Он идёт на кухню, берёт маленькую чашечку и отрезает от вафельного стаканчика кусок мороженого. Кладёт туда же чайную ложку и возвращается в спальню. Всё так просто. А он даже не думал…
Через несколько дней, когда все собираются на кухне, она перестаёт дышать. Она знает, что смерть избавит её от страданий. Как бы сказать это её маленькому внуку?
Он больше не боится умереть, этот маленький мальчик. Он давно вырос. И давно умер. С тех пор прошло много лет. И он больше ничего не боится.
Я возвращаюсь назад, к старому парку. Собираю воедино разбросанное по Вселенной сознание.
- Теперь ты знаешь, чего хочешь? – спрашивает меня знакомый голос.
- Я знаю.
- Вернуть тебя назад, чтобы ты прожил свою жизнь?
- Зачем? Я давно её прожил.
- Ты умер, как и хотел.
- Никакой боли. Стоит ли рисковать вторым раундом?
- Умрёшь в кругу родных и друзей. С внуками, - улыбается голос.
- Нет, - протягиваю я. – Не хочу, чтобы они страдали. Жалели меня, разговаривали.
- А баррикады?
- Что мешает мне сделать это сейчас?
Я чувствую, что собеседник улыбается до ушей:
- Ты нужен нам.
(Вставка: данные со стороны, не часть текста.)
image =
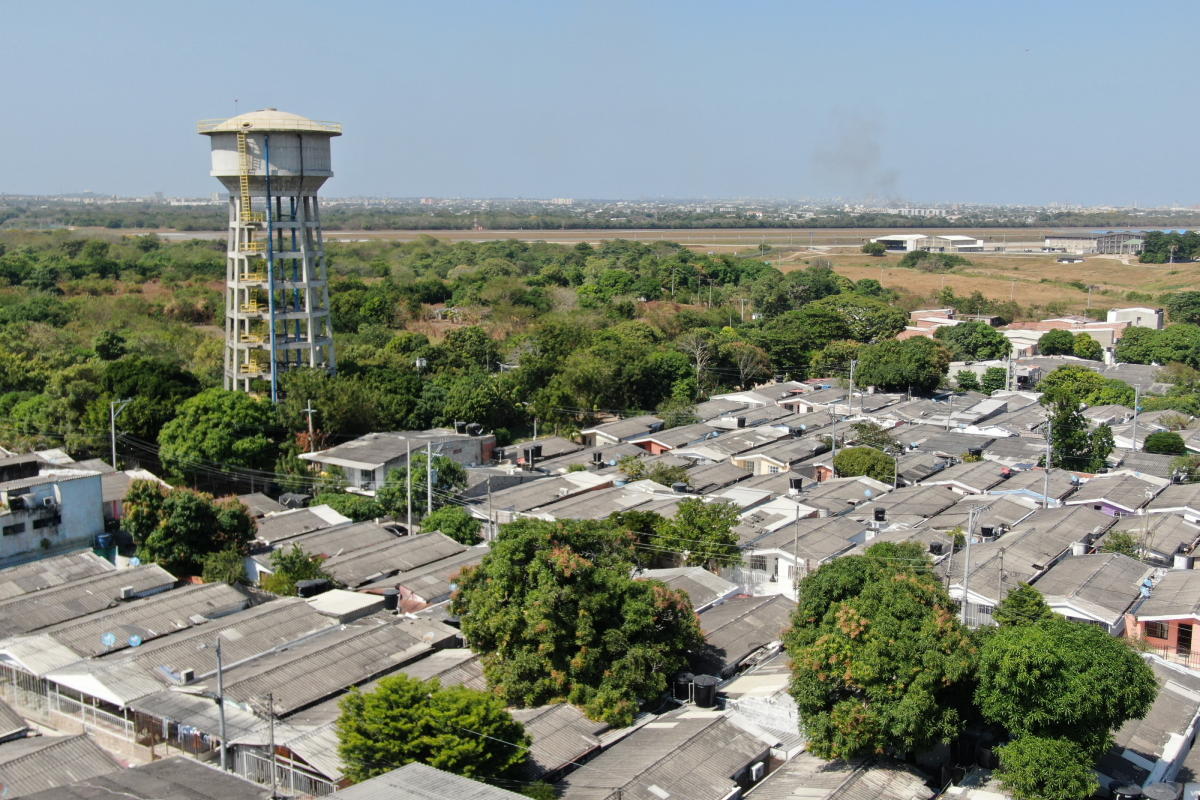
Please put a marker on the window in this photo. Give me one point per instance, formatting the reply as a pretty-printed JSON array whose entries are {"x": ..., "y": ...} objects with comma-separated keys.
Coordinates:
[{"x": 1157, "y": 630}]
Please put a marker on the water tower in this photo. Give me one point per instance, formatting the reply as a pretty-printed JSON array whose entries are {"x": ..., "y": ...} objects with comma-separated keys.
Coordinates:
[{"x": 276, "y": 284}]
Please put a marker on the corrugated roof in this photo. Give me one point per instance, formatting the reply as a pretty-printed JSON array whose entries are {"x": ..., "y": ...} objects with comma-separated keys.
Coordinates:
[
  {"x": 39, "y": 763},
  {"x": 49, "y": 572},
  {"x": 561, "y": 734},
  {"x": 738, "y": 627},
  {"x": 417, "y": 781},
  {"x": 328, "y": 665},
  {"x": 390, "y": 557},
  {"x": 127, "y": 675},
  {"x": 167, "y": 779},
  {"x": 691, "y": 756},
  {"x": 67, "y": 601},
  {"x": 11, "y": 722}
]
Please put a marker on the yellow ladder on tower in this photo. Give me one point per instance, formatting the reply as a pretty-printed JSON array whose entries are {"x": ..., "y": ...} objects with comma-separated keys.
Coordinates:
[{"x": 244, "y": 180}]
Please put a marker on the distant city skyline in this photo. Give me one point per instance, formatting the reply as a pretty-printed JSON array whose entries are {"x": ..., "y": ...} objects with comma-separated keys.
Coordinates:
[{"x": 1014, "y": 103}]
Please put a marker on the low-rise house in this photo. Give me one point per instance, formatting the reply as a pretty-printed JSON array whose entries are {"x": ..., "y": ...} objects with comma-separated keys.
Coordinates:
[
  {"x": 742, "y": 631},
  {"x": 1117, "y": 495},
  {"x": 1182, "y": 499},
  {"x": 1152, "y": 750},
  {"x": 40, "y": 763},
  {"x": 971, "y": 477},
  {"x": 611, "y": 433},
  {"x": 1033, "y": 486},
  {"x": 877, "y": 777},
  {"x": 1167, "y": 619},
  {"x": 1098, "y": 589},
  {"x": 52, "y": 512},
  {"x": 690, "y": 753},
  {"x": 54, "y": 571},
  {"x": 367, "y": 459},
  {"x": 168, "y": 779},
  {"x": 703, "y": 588}
]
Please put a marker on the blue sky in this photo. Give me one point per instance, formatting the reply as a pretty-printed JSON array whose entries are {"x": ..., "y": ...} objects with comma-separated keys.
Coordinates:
[{"x": 997, "y": 102}]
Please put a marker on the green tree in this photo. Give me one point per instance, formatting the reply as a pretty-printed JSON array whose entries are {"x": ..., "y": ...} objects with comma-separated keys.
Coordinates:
[
  {"x": 449, "y": 477},
  {"x": 455, "y": 522},
  {"x": 289, "y": 566},
  {"x": 967, "y": 380},
  {"x": 1038, "y": 768},
  {"x": 877, "y": 655},
  {"x": 355, "y": 506},
  {"x": 702, "y": 533},
  {"x": 852, "y": 462},
  {"x": 217, "y": 429},
  {"x": 1062, "y": 680},
  {"x": 994, "y": 379},
  {"x": 109, "y": 346},
  {"x": 1023, "y": 606},
  {"x": 179, "y": 528},
  {"x": 1056, "y": 342},
  {"x": 918, "y": 364},
  {"x": 1087, "y": 348},
  {"x": 557, "y": 617},
  {"x": 453, "y": 728},
  {"x": 1167, "y": 443},
  {"x": 972, "y": 341},
  {"x": 225, "y": 566}
]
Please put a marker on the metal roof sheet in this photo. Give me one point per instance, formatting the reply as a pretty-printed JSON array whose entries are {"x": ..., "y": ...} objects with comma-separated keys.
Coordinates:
[
  {"x": 40, "y": 763},
  {"x": 49, "y": 572},
  {"x": 167, "y": 779},
  {"x": 67, "y": 601}
]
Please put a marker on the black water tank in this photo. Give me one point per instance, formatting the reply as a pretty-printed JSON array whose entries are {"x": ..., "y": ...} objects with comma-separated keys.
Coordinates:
[
  {"x": 1163, "y": 792},
  {"x": 706, "y": 691},
  {"x": 391, "y": 599},
  {"x": 311, "y": 588},
  {"x": 1125, "y": 791}
]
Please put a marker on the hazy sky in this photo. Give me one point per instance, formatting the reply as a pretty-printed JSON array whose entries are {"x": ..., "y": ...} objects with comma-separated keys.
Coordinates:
[{"x": 991, "y": 102}]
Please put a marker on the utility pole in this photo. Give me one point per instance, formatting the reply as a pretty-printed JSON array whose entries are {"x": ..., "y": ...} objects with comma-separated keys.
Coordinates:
[
  {"x": 310, "y": 410},
  {"x": 270, "y": 715},
  {"x": 966, "y": 561},
  {"x": 1045, "y": 488},
  {"x": 1137, "y": 407},
  {"x": 851, "y": 400},
  {"x": 221, "y": 705},
  {"x": 113, "y": 413}
]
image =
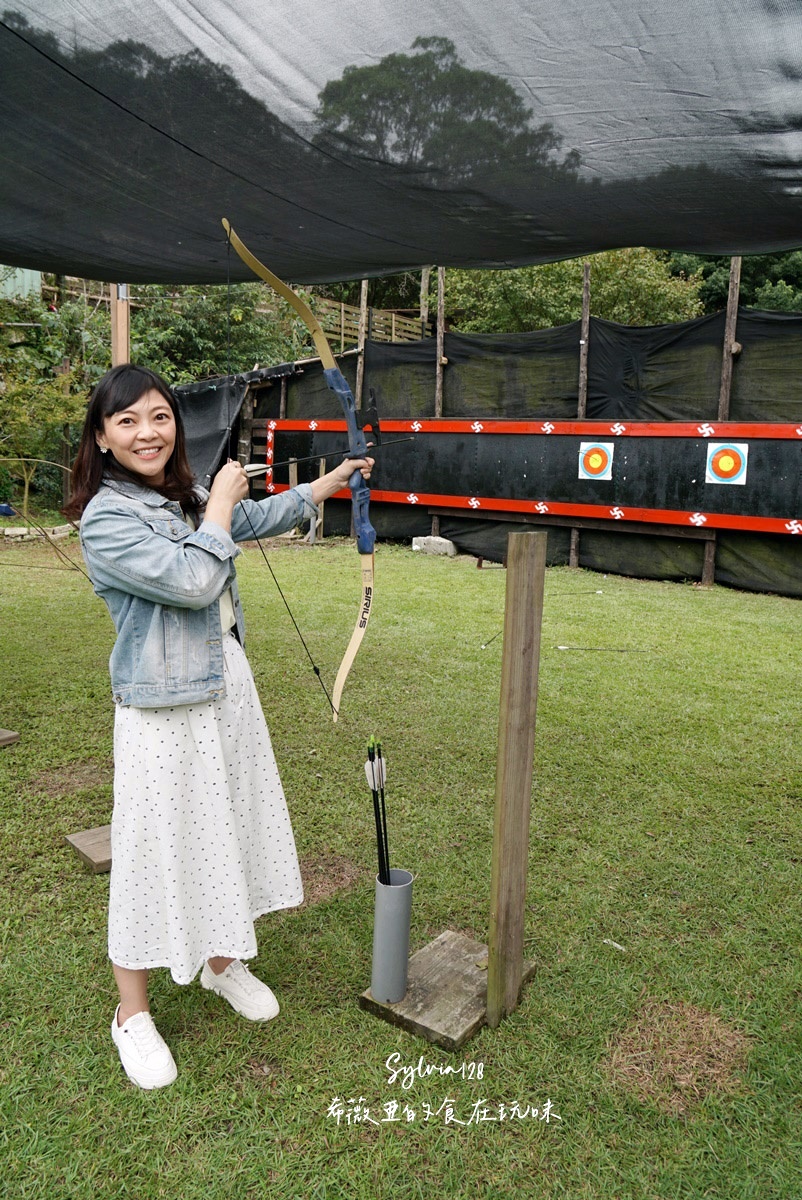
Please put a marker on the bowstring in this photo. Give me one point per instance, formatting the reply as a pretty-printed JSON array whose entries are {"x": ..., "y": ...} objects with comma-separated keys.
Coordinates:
[{"x": 228, "y": 437}]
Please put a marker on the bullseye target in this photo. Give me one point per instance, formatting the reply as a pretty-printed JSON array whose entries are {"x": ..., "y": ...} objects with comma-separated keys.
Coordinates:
[
  {"x": 596, "y": 460},
  {"x": 726, "y": 462}
]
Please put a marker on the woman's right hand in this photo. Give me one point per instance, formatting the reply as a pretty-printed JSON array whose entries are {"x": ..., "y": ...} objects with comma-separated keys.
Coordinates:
[{"x": 228, "y": 487}]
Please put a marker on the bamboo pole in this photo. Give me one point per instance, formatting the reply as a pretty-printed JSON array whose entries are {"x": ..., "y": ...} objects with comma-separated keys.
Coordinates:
[
  {"x": 441, "y": 359},
  {"x": 526, "y": 564}
]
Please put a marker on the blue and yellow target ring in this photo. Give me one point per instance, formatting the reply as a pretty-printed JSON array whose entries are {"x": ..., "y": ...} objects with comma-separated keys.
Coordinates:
[{"x": 726, "y": 463}]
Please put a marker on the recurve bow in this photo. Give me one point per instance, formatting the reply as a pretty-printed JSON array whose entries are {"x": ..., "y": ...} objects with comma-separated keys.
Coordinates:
[{"x": 357, "y": 449}]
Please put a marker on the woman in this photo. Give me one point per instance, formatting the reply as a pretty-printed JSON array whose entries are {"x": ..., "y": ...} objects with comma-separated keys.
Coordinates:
[{"x": 201, "y": 838}]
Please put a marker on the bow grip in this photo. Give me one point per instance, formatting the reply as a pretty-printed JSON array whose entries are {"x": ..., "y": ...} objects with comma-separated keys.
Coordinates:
[{"x": 357, "y": 449}]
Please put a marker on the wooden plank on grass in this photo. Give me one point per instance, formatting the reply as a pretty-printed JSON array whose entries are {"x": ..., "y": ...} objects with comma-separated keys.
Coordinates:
[
  {"x": 447, "y": 991},
  {"x": 93, "y": 847}
]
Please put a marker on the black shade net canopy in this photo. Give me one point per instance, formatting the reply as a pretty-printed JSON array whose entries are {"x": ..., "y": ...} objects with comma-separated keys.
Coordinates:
[{"x": 353, "y": 139}]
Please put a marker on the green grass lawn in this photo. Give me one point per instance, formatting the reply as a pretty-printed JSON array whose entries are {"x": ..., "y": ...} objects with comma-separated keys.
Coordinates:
[{"x": 663, "y": 1024}]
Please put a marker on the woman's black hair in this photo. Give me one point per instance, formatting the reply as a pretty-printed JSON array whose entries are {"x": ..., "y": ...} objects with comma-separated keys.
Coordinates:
[{"x": 119, "y": 389}]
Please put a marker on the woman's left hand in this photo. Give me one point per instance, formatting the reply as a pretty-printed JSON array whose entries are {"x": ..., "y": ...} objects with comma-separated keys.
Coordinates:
[
  {"x": 348, "y": 466},
  {"x": 336, "y": 479}
]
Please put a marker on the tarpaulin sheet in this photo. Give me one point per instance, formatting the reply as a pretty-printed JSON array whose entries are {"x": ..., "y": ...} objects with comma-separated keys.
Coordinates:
[{"x": 352, "y": 139}]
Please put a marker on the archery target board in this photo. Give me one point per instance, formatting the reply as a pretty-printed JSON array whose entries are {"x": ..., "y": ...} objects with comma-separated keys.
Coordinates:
[
  {"x": 596, "y": 460},
  {"x": 726, "y": 462}
]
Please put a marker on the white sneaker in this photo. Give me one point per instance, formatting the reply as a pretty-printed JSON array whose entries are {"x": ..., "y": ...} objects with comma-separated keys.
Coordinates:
[
  {"x": 143, "y": 1051},
  {"x": 244, "y": 993}
]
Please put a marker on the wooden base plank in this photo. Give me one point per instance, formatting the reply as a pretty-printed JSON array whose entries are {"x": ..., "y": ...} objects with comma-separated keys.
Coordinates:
[
  {"x": 93, "y": 847},
  {"x": 447, "y": 991}
]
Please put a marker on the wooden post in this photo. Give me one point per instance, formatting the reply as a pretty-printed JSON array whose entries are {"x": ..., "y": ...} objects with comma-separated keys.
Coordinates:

У тебя много работы.
- Только вперёд? – спрашиваю я.
- Не только.
Он вновь улыбается, а я взмываю вверх, отрываюсь от Земли и лечу в бесконечную синеву Космоса. Вперёд и вверх. К безграничной свободе и новым свершениям. Я вернусь сюда, когда придёт срок. Я проснулся, проснутся и они.
Я летел, а в голове звучал голос: «В страну не дураков, а гениев».